Putri-putri itu sangat gembira karena kedatangan banyak tamu, kecuali Puteri Pertama. Ia belum siap untuk menikah dan ingin menolak Raja Vasil.
Istana mereka sungguh megah. Dindingnya terbuat dari marmer putih, jendela-jendelanya dari kristal bening, gerbang dan pintu istana terbuat dari pohon ek yang kuat. Di puncak istana, terdapat menara kecil yang terbuat dari emas murni.
Walaupun indah, halaman depan istana itu tampak seram. Terdapat 100 tiang tepat di halaman depan istana itu. Pada 99 tiang di antaranya, tergantung wig yang terbuat dari rambut asli. Rambut itu berasal dari rambut para pangeran yang lamarannya ditolak Puteri Pertama.
Tiang yang ke seratus adalah satu-satunya tiang yang kosong. Maka, jika Raja Vasil ditolak, rambutnya akan digunting untuk dijadikan wig, dan digantung di tiang itu.

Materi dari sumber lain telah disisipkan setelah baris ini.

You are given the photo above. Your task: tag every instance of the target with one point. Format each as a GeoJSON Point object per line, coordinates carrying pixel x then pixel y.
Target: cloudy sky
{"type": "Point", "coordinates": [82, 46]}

Beberapa saat kemudian, Raja Vasil memasuki istana dan berdiri di hadapan keduabelas puteri yang cantik. Sang Raja membungkuk dengan hormat dan berkata, “Putri-putri yang cantik, aku datang ke sini karena ingin meminang salah satu di antara kalian untuk menjadi ratuku.”
Salah satu dari putri itu bertanya, “Siapakah yang kau pilih dari antara kami untuk menjadi mempelai wanitamu?”
“Putri yang pertama,” jawab Raja Vasil.
“Baiklah, kalau begitu,” jawab Putri Pertama. “Kembalilah besok pagi. Jika kamu bisa memilih aku dari antara adik-adikku, aku akan menikahimu. Tetapi jika kau gagal mengenaliku, rambutmu akan kupotong, dan kugantung di tiang itu!” ujarnya lagi sambil tersenyum, dan menunjuk ke seratus tiang di halaman istana.
Raja Vasil menjadi sedih mendengar ucapan Putri Pertama. Ia tidak tahu kalau begitulah sifat Putri Pertama, dan sudah banyak raja yang menjadi korbannya. Raja Vasil lalu kembali ke penginapan, tempat ia dan keduabelas Mikita menginap. Ia lalu menemui Mikita dan menceritakan masalahnya.
“Kenapa nasibku jadi begini. Aku hanya ingin melamar Putri Pertama untuk menjadi permaisuriku. Tapi, dia malah meminta aku mengenali dia dari sebelas saudaranya yang lain. Mereka semua sangat mirip... Rambut, suara, bahkan kecantikan mereka pun sama. Jika aku tidak bisa mengenalinya, dia akan memotong rambutku. Ini hal yang memalukan. Bagaimana aku bisa keluar dari masalah ini?”
“Jangan bersedih, Yang Mulia. Beristirahatlah. Besok, kita pikirkan bersama jalan keluarnya,” hibur Mikita.
Mikita lalu memakai topi ajaibnya dan seketika ia menjadi tidak terlihat. Mikita lalu pergi ke istana keduabelas putri itu. Ia melewati semua jendela ruangan dan aula istana melalui halaman istana. Akhirnya, ia menemukan sebuah ruangan tempat keduabelas puteri itu sedang bercakap. Mikita mendengar percakapan mereka dari bawah jendela.